Les régulateurs européens et les chatbots AI
Il n’est pas rare de voir les régulateurs européens s’intéresser aux chatbots AI. En février, l’autorité italienne, Garante, a ordonné à Replika, le fabricant basé à San Francisco d’un « service d’amitié virtuelle », de cesser de traiter les données des utilisateurs locaux, citant également des préoccupations concernant les risques pour les mineurs. L’autorité italienne a également émis une ordonnance similaire concernant l’outil ChatGPT d’OpenAI le mois suivant. Le lancement régional du chatbot Bard de Google a également été retardé après que son principal régulateur régional de la vie privée, la Commission de protection des données d’Irlande, ait exprimé des inquiétudes. Il a été lancé dans l’UE en juillet, après l’ajout de plus de divulgations et de contrôles, mais un groupe de travail réglementaire mis en place au sein du Comité européen de la protection des données continue d’évaluer la manière d’appliquer le règlement général sur la protection des données (RGPD) de l’UE sur les chatbots AI génératifs, y compris ChatGPT et Bard.

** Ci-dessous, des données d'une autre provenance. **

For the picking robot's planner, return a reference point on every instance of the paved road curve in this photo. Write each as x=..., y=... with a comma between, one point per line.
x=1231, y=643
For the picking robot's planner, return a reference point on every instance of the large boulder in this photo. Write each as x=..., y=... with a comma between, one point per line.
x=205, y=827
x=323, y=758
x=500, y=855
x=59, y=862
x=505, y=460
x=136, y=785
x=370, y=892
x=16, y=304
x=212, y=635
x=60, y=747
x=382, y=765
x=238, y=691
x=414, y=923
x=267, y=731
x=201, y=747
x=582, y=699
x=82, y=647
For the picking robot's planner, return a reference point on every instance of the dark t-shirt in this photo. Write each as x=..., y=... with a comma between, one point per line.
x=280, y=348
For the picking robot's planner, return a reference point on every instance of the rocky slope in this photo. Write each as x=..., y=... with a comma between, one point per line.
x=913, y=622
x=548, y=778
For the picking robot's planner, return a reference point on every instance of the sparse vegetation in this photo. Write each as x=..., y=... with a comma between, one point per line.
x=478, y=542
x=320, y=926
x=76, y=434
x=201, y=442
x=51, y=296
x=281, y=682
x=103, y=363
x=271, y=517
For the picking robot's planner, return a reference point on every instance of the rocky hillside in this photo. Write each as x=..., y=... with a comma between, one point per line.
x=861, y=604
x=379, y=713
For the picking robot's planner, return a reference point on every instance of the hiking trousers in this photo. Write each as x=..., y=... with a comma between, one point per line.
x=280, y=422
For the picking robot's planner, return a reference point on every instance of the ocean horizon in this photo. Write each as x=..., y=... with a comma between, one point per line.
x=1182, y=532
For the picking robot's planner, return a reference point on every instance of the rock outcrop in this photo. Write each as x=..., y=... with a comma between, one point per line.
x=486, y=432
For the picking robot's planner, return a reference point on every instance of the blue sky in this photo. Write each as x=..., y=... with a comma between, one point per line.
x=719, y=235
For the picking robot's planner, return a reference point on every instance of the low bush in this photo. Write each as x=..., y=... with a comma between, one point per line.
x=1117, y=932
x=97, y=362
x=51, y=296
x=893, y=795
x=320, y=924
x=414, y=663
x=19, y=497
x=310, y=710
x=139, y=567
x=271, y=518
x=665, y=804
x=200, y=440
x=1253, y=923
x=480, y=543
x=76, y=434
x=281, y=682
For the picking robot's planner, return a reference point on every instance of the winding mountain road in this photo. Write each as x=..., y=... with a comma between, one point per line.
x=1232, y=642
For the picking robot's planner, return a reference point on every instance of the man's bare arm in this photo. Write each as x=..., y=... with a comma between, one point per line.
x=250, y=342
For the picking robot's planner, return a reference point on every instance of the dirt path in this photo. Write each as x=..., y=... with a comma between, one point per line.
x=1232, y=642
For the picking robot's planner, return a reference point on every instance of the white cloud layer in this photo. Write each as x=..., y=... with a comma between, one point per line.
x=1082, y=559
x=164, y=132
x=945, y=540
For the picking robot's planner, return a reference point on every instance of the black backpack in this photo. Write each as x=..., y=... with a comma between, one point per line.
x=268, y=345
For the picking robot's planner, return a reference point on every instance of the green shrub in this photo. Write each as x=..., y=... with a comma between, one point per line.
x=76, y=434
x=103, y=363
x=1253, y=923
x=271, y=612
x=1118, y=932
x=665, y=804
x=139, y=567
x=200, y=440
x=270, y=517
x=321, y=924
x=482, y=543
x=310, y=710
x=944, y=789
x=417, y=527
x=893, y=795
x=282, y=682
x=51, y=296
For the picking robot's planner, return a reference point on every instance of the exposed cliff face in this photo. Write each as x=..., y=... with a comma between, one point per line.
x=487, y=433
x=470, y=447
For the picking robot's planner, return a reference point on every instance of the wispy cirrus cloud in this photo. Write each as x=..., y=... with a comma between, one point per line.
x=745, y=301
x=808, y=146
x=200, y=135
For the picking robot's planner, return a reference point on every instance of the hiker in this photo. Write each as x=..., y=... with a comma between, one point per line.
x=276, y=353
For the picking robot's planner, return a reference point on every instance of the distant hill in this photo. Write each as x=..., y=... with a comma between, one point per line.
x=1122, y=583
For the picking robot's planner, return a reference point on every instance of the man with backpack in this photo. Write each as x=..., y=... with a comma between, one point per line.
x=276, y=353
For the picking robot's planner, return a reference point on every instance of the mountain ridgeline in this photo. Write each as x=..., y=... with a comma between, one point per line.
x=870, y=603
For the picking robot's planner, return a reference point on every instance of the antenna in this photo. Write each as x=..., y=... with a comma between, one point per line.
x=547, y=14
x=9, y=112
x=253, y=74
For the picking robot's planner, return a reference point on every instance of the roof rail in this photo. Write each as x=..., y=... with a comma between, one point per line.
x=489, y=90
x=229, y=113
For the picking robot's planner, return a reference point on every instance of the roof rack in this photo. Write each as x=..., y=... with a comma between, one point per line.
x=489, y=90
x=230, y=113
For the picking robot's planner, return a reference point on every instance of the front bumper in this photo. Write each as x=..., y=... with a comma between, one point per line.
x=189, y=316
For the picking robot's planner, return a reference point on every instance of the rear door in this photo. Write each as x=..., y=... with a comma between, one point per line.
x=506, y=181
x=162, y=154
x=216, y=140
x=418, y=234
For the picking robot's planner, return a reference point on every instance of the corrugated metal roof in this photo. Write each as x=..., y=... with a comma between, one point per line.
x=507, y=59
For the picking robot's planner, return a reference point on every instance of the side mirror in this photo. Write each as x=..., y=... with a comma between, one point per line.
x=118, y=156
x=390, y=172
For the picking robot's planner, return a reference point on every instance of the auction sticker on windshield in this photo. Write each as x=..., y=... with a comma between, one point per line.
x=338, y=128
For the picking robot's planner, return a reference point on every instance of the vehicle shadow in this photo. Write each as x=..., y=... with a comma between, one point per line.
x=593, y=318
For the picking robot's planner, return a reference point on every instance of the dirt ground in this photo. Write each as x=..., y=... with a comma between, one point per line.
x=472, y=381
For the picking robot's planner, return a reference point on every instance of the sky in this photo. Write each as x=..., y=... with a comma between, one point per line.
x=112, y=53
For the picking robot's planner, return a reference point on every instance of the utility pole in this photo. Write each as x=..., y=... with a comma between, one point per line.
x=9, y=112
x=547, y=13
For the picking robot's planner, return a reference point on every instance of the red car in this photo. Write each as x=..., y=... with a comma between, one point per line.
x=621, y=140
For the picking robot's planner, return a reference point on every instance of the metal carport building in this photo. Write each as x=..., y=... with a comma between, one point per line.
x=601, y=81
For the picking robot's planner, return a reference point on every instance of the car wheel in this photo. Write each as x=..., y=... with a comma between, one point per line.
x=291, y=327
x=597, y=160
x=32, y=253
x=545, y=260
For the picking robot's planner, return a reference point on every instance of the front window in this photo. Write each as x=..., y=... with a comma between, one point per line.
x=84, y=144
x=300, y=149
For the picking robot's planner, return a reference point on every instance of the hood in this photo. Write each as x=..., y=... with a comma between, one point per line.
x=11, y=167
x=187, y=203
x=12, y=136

Les recommandations des régulateurs en matière de protection des données
Les régulateurs du G7, dont la France, l’Allemagne, l’Italie et le Royaume-Uni, ont adopté cet été une déclaration dans laquelle ils ont énuméré les principaux domaines de préoccupation concernant ces outils, tels que le fondement juridique du traitement des données personnelles, y compris celles des mineurs. Ils ont également affirmé que les développeurs et les fournisseurs devraient intégrer la protection de la vie privée dans la conception, la conception, le fonctionnement et la gestion de nouveaux produits et services utilisant les technologies AI génératives, sur la base du concept de « Protection de la vie privée dès la conception », et documenter leurs choix et leurs analyses dans une évaluation de l’impact sur la vie privée.
La vigilance des régulateurs
Les régulateurs sont plus publics que d’habitude concernant leurs actions vis-à-vis des chatbots AI génératifs, en les transformant en avertissements publics, même s’ils réfléchissent à la meilleure façon d’appliquer les règles de protection de la vie privée existantes sur les LLM. Cependant, ils agissent avec prudence et évitent de prendre des décisions d’application réelles pour le moment.